Impact Numbers
Two data sources are starting to paint a picture of Maia's early impact on entrepreneurs.
ILO Colombia Study: Behavior Change in Coffee Country
The International Labour Organization conducted an independent pre-post survey of coffee farmers in Colombia's Huila region—a baseline and follow-up two months later. The results were:
Business practices:
- Farmers keeping financial records: 56% → 78%
- Formalized businesses: 2% → 17%
- 55% of users reported directly implementing changes based on MAIA interactions
Agricultural practices:
- Harvesting only mature beans: 80% → 85%
- Minimizing waste/residues: 72% → 87%
- Proper fertilizer application: 88% → 91%
- Using climate-appropriate seeds: 83% → 87%
The formalization jump—from 2% to 17%—is particularly notable. Formalization is notoriously hard to move. One farmer shared: "MAIA helped me formalize my coffee brand and create the company with all the legal requirements."
What users valued most was having expert guidance available on demand. As one producer put it: "It's like having the agronomist right there on your phone." Another noted: "I used to mix fertilizers and composts together. Now I learned there are products that shouldn't be combined—MAIA explained that to me."

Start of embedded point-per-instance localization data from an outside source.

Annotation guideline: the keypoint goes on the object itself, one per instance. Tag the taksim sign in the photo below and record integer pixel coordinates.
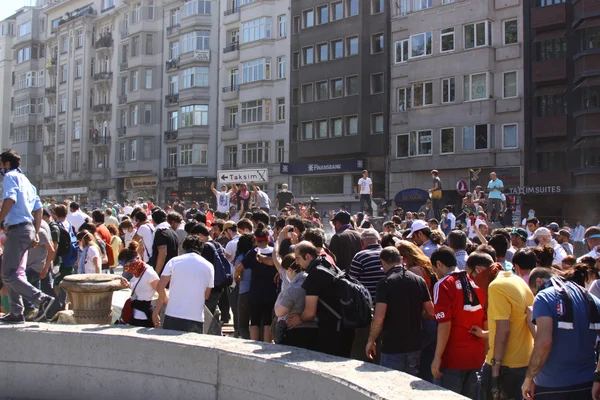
(535, 190)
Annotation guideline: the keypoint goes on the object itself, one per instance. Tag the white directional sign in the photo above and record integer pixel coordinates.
(243, 176)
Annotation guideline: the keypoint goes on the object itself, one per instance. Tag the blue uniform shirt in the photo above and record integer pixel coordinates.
(17, 187)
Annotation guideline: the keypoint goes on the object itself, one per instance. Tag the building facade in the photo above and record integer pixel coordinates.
(339, 99)
(457, 97)
(254, 84)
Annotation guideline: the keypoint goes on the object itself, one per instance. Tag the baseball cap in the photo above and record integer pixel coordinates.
(342, 217)
(539, 232)
(417, 226)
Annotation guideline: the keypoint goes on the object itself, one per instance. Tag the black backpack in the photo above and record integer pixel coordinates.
(355, 301)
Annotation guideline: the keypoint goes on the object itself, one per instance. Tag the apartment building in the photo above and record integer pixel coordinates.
(562, 55)
(457, 100)
(254, 85)
(191, 47)
(340, 80)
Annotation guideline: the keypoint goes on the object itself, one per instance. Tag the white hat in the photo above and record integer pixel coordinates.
(417, 226)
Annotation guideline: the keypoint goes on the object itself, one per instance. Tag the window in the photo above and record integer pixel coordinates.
(256, 30)
(475, 87)
(477, 35)
(475, 137)
(337, 49)
(281, 109)
(337, 88)
(308, 55)
(195, 115)
(336, 127)
(352, 46)
(377, 6)
(401, 51)
(447, 138)
(322, 15)
(404, 99)
(307, 130)
(255, 70)
(281, 68)
(420, 45)
(377, 83)
(352, 125)
(282, 26)
(351, 8)
(308, 18)
(352, 85)
(509, 85)
(447, 40)
(510, 31)
(255, 152)
(198, 40)
(252, 111)
(422, 94)
(307, 93)
(377, 45)
(509, 136)
(377, 123)
(448, 90)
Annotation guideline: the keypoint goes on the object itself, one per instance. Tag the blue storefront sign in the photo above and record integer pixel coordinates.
(326, 167)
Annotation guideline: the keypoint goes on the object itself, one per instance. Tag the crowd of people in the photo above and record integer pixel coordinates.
(488, 313)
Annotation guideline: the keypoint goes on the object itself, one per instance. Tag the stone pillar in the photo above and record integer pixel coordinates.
(91, 296)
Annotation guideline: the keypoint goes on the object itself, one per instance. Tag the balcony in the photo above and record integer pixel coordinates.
(586, 65)
(172, 64)
(170, 172)
(549, 16)
(173, 30)
(549, 126)
(550, 71)
(171, 136)
(171, 100)
(105, 42)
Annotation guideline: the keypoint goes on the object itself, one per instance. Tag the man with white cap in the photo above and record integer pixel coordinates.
(419, 234)
(544, 237)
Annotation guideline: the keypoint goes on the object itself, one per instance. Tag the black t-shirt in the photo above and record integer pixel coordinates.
(284, 198)
(164, 237)
(404, 293)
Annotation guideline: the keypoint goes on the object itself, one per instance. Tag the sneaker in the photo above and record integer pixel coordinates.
(44, 306)
(12, 319)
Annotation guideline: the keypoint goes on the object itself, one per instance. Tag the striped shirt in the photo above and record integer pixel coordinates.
(366, 268)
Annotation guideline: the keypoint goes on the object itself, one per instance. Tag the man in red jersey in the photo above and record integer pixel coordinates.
(459, 306)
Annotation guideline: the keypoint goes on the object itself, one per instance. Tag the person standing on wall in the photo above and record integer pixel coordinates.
(436, 193)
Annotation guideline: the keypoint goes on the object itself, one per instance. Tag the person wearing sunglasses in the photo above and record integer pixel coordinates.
(143, 285)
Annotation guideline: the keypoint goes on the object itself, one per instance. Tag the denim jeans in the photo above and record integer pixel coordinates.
(184, 325)
(403, 362)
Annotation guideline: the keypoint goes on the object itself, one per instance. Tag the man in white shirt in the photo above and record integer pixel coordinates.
(76, 217)
(191, 280)
(365, 188)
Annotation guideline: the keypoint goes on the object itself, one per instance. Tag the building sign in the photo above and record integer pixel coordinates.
(533, 190)
(329, 167)
(142, 182)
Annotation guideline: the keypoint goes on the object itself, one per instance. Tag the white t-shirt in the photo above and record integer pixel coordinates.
(365, 185)
(147, 235)
(223, 201)
(143, 290)
(190, 276)
(89, 267)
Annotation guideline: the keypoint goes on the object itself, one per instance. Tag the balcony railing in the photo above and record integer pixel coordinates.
(171, 99)
(105, 41)
(231, 88)
(231, 47)
(171, 136)
(172, 64)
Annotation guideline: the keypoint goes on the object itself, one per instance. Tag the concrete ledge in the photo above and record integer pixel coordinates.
(106, 362)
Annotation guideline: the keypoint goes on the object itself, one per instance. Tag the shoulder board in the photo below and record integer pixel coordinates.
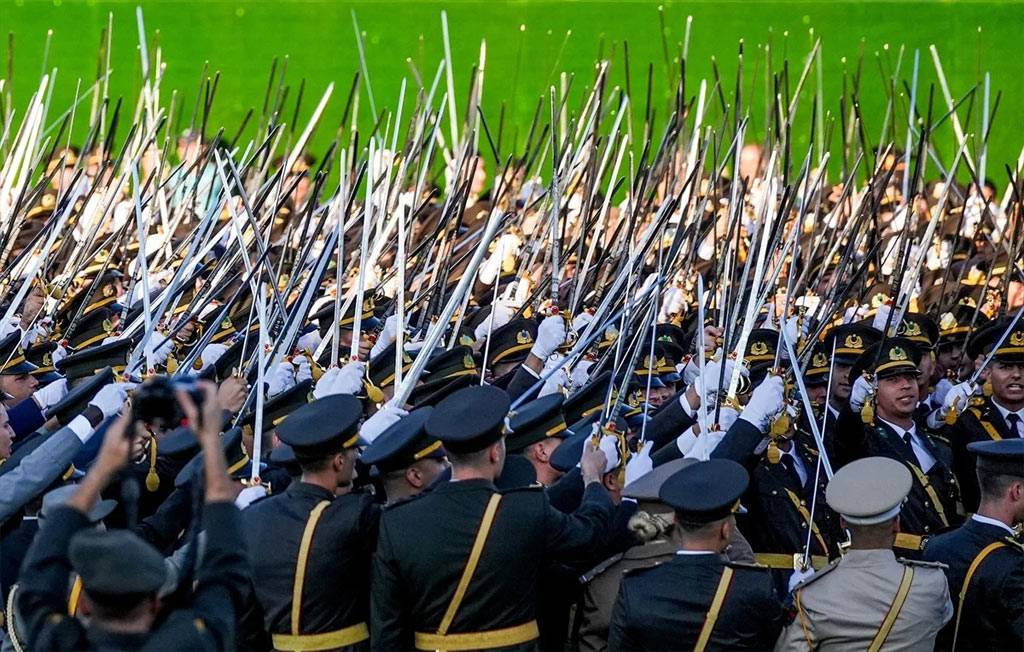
(406, 501)
(922, 564)
(747, 566)
(529, 487)
(633, 572)
(1014, 544)
(818, 574)
(600, 568)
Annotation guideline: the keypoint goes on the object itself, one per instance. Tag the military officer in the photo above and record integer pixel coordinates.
(869, 600)
(985, 558)
(887, 427)
(652, 524)
(696, 601)
(997, 415)
(406, 457)
(457, 567)
(310, 546)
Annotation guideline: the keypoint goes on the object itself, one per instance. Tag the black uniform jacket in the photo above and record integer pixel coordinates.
(665, 607)
(992, 615)
(425, 542)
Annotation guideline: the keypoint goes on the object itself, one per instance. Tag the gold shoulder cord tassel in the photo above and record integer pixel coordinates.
(152, 479)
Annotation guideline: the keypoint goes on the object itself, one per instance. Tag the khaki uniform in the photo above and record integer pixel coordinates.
(845, 606)
(601, 583)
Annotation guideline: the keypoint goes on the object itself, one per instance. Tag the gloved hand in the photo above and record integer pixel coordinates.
(958, 396)
(347, 380)
(609, 446)
(640, 464)
(381, 421)
(859, 392)
(249, 494)
(386, 336)
(303, 372)
(766, 401)
(941, 389)
(51, 394)
(310, 341)
(159, 348)
(211, 354)
(550, 336)
(281, 378)
(581, 373)
(111, 398)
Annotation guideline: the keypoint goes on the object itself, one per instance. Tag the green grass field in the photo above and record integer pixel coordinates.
(526, 46)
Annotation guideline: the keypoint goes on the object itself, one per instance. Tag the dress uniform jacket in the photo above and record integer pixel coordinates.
(208, 622)
(978, 423)
(845, 606)
(992, 613)
(778, 505)
(931, 506)
(335, 572)
(425, 547)
(666, 607)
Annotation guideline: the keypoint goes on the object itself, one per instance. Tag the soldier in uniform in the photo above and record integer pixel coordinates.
(121, 574)
(696, 601)
(310, 546)
(869, 600)
(407, 459)
(457, 567)
(985, 558)
(999, 414)
(652, 524)
(892, 432)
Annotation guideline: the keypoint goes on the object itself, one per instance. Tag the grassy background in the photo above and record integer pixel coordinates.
(526, 46)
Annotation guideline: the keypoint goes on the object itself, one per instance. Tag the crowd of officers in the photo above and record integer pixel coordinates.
(870, 497)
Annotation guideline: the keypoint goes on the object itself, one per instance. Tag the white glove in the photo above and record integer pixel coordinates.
(958, 396)
(581, 373)
(303, 372)
(689, 371)
(281, 378)
(111, 398)
(347, 380)
(211, 354)
(581, 321)
(640, 464)
(385, 337)
(859, 392)
(310, 341)
(58, 354)
(51, 394)
(550, 336)
(941, 389)
(159, 348)
(766, 401)
(800, 575)
(249, 494)
(609, 445)
(381, 421)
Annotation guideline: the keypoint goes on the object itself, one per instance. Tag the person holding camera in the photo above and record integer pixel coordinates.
(121, 574)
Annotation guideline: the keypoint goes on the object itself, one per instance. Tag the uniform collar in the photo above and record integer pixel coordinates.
(984, 520)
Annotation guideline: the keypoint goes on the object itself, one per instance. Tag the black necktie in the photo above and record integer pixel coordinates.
(1015, 425)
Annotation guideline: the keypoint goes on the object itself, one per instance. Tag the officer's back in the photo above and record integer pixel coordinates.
(458, 565)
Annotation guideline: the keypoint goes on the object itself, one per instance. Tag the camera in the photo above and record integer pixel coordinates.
(156, 401)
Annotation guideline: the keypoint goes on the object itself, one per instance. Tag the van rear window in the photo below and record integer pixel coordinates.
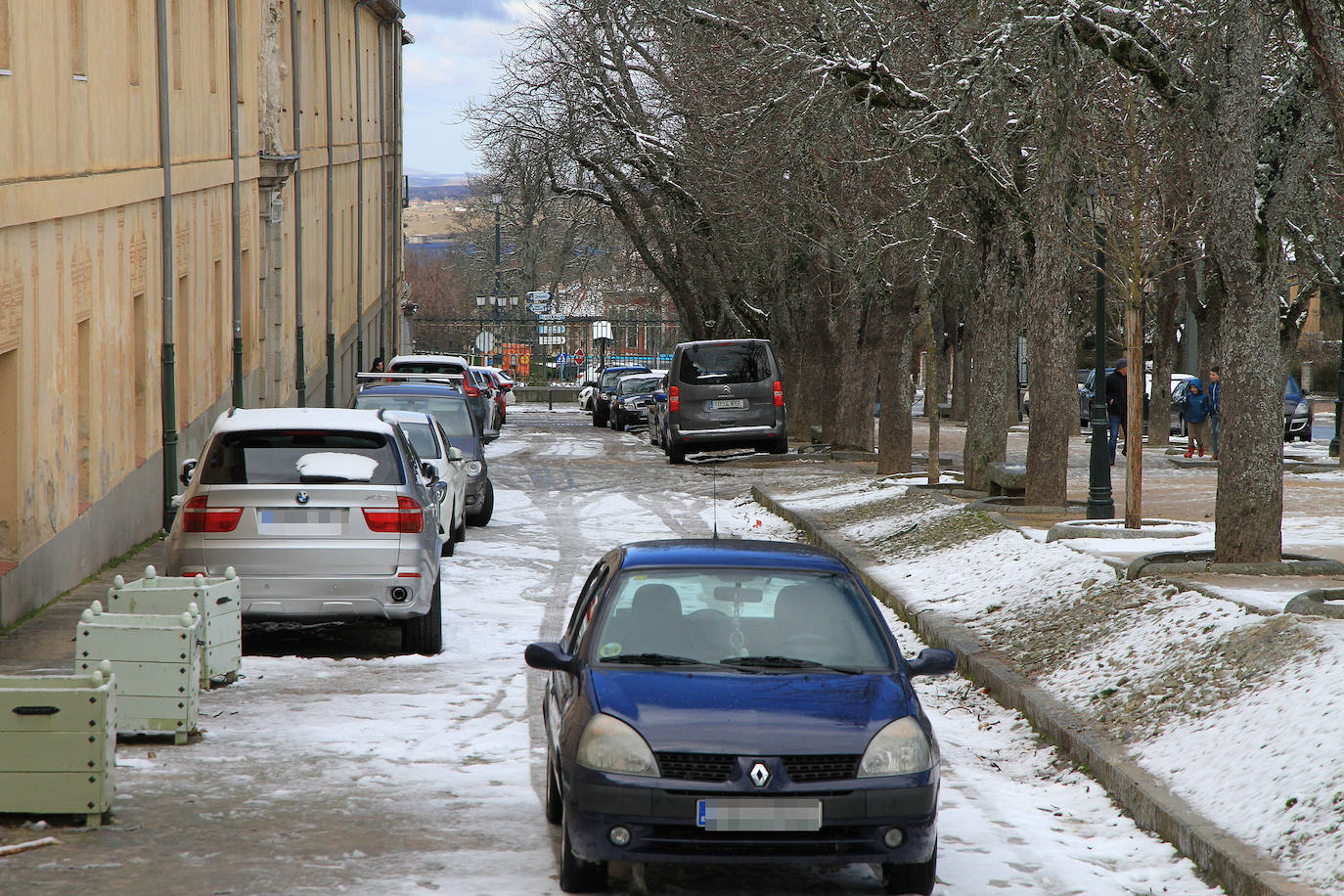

Peru User Surveys: Self-Reported ROI
Separately, we recently began surveying MAIA users in Peru and Panama at months 2 and 3 about changes in their business finances. The questions are simple: have your costs gone down due to Maia? Have your sales gone up due to Maia? Users choose between no change, up to S/150/month (~10% of average MSME profits), or more than S/150/month.
From the first 165 responses: Cost Reduction (Month 2): 44% reported lower costs, Sales Increase (Month 3): 58% reported higher sales.
These numbers are a floor. At months 2-3, MAIA's coaching relationship is just beginning. User profiles are still taking shape, and most haven't
completed full coaching cycles. The progression from 44% (month 2) to 58% (month 3) illustrates momentum building over time. But still just using these early results, the average user reports S/47/month in cost savings and S/60/month in sales gains (at the bin midpoints). At a ballpark program cost of $1/user/month, that's a 12-17x ROI.
According to https://voxdev.org/voxdevlit/training-entrepreneurs, standard entrepreneurship training programs (typically 5-7 days in a classroom at ~$177/participant) produce around 5% sales gains and 10% profit improvement. The most effective "personal initiative" programs cost ~$750/participant and achieve 30% profit gains over two years. MAIA is showing comparable behavior change at a fraction of the cost: $12/year versus $177-750 for traditional training—and delivered continuously rather than as a one-time event, meaning its impact should rise over time while the impact of one-time training fades.
What We're Learning
The ILO study surfaced an important insight: "MAIA facilitates progressive adoption of digital technologies in rural areas, especially when combined with technical support and contextualized content." Users valued personalized, locally-relevant guidance. This is what enabled adoption of an advanced AI tool by users with very low tech comfort.
These are early numbers. The surveys are self-reported, sample sizes are modest, and respondents still in the first months of the coaching relationship. But the direction is clear: users are changing behavior, and they're attributing it to MAIA.
We'll keep measuring and sharing what we learn.